This is going to be a real race to career exhaustion with Federer aiming to come back at full strength in 2023. I did love the emerging talent of Nick Kyrgios shining through at Wimbledon. I’m a huge fan of the “K Man.” At Wimbledon he showed some of the greatest tennis tactics and shot making in the game. I love that he does his “Nick thang” and isn’t going to go along with the establishment. I’ve watched him over his career spend a great deal of time with kids and fans at events. Nick is a kid at heart and he plays by his own rules. He makes the game fun and extremely insightful to watch.
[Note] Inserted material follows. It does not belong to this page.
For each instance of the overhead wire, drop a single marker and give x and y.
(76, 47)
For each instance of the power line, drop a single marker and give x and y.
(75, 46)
On the WTA side, a new major champion was crowned at Wimbledon. Elena Rybakina brought her power game for two weeks and came through as champion. In my last column, I wrote about my work with WTA player Colleen “CoCo” Vanderweghe. It has been such a wonderful experience. We put in some really good work and solid results over the eight weeks leading up to and through the French Open and Wimbledon. To be honest, it was tough on the players that the ATP/WTA Tours stripped points from Wimbledon, but the event is the biggest in the tennis universe, so players play no matter what.

Our approach for the eight weeks was to constantly improve on offense. CoCo is coming off various injuries, so fine-tuning her offense with various drills that produce winners from anywhere on the court was our focus. Wimbledon was the last event of this European schedule and she’s peaking at the right time. Going from red clay to grass was an easy transition for her timing and power. CoCo had to qualify and ended up playing the #17 seed in the main draw on court #11, a field court with loads of distractions because the fans are so close to the action. Doing all the scouting on the #17 seed revealed another power player with a huge serve and powerful ground strokes. I knew it was going to be a firefight of two players looking to rip the ball at every opportunity.

Everything CoCo had been working on was ready to go on game day. She had a wonderful warm up on the Wimbledon practice courts. In the fitness room, there was an energetic mix of players, some just finishing matches and others doing various warmup exercises. Serena Williams, Djokovic, Simona Halep and others were all in the gym about to go on. The underlying intensity was palpable. Come match-time, CoCo knew she had to serve huge and rip returns. The #17 seed plays in streaks and gets nervous. I advised her to take control of the points early and keep her opponent on the run.

Charting matches allows me to really dig into the analytics to gain a raw perspective on where a match is won (or lost). Winners and aces were being fired over and over. CoCo had eight aces with one double-fault. The #17 seed hit 12 aces with five double-faults. There were many big shots and screaming winners. CoCo had nine break point opportunities but converted zero! She faced only one break point at 6-7(2), 5-5 and lost it.

That #17 seed was Elena Rybakina who ended up winning Wimbledon. It was such an extraordinary experience being part of such a high-level match that unfortunately was on the wrong end of a championship run. Now, it’s up to me to take the lessons learned from everything CoCo is doing and work to improve future results. The driving force behind all success is learning from everything!